Bringing new logos into your pipeline expands your market share, but it often comes with heavy upfront ad spend, extended sales cycles, and onboarding friction.
To verify if these investments are sustainable, you must track your net acquisition budgets against the actual recurring monthly revenue those efforts generate.
Deploying this tactical new logo acquisition tool allows revenue teams to closely audit their outward marketing funnels and protect their net cash flows.
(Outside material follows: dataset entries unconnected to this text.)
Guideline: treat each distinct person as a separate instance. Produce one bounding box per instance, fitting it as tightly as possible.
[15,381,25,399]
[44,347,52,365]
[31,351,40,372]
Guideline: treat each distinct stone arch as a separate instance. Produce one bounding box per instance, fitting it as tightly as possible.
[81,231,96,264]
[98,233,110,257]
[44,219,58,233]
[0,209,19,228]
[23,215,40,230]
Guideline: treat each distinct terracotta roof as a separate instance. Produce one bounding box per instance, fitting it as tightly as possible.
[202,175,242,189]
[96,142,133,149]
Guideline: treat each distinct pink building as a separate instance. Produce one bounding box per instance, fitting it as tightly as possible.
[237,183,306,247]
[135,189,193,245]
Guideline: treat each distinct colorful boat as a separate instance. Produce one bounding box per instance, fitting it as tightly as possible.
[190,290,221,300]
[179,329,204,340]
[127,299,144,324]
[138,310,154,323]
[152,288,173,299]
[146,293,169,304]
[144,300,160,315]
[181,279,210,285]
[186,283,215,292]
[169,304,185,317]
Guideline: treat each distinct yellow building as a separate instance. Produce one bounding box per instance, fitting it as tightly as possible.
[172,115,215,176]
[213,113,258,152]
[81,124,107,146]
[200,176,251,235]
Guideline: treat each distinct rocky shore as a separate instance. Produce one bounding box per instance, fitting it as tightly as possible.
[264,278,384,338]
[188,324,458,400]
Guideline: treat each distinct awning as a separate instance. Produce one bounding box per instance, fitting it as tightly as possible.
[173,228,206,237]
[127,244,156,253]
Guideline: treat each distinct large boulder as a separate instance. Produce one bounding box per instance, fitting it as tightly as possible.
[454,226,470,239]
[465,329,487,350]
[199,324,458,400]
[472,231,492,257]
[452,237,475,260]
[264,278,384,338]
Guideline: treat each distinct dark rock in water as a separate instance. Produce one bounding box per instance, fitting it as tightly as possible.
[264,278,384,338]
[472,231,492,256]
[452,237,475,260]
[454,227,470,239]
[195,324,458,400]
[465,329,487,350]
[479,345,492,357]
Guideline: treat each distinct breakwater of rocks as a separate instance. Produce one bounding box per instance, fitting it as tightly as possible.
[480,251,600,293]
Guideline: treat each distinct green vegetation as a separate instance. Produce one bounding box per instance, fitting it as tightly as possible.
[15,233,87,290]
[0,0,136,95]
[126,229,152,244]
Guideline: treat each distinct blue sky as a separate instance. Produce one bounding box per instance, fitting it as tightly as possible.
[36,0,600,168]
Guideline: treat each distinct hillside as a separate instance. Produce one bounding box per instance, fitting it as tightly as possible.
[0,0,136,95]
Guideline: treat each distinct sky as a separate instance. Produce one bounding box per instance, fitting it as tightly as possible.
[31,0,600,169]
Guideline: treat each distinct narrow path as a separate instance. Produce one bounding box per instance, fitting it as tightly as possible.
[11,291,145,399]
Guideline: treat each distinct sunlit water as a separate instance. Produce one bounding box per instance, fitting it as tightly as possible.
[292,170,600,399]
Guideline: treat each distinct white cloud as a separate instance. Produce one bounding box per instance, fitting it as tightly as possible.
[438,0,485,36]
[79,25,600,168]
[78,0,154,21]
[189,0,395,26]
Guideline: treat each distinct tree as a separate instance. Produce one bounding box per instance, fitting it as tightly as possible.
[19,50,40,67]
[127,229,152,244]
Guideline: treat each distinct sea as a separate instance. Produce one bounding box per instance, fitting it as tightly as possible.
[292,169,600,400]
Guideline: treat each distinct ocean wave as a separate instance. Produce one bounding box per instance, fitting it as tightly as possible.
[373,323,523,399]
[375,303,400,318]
Optimizing Internal Account Velocity to Calculate Expansion CAC Ratio

Upselling existing accounts through feature add-ons, extra user seats, or premium modules is often the fastest path to capital efficiency.
Our strategic framework allows your finance team to calculate expansion cac ratio metrics, helping you see which acquisition path provides the cheapest path to scaling your revenue.
Use this data-driven saas growth driver modeler to optimize your budget allocations, balance your commercial spending, and build a highly scalable subscription model.

Step-by-Step Instructions

  1. Declare Marketing Budget Dedicated to Net-New Acquisition: Input the total outbound sales, paid advertising, and marketing budget spent purely on acquiring brand-new corporate logos inside the New Logo Budget field.
  2. Input New MRR Added from Brand New Accounts: Enter the gross recurring monthly contract value generated exclusively by these newly acquired client profiles inside the New Logo MRR field.
  3. Specify Customer Success Budget Dedicated to Account Upgrades: Input the total internal customer success resources, account management tools, and support overhead spent on upselling current clients inside the Expansion Budget field.
  4. Declare Expansion MRR Added from Existing Accounts Upgrades: Enter the additional monthly recurring revenue driven by price upgrades, add-ons, or seat expansions within your existing customer base inside the Expansion MRR field.
  5. Deconstruct Capital Efficiency Index: Trigger the unit economics core engine to calculate separate acquisition efficiency factors, compare yield multipliers, and generate a capital re-allocation playbook.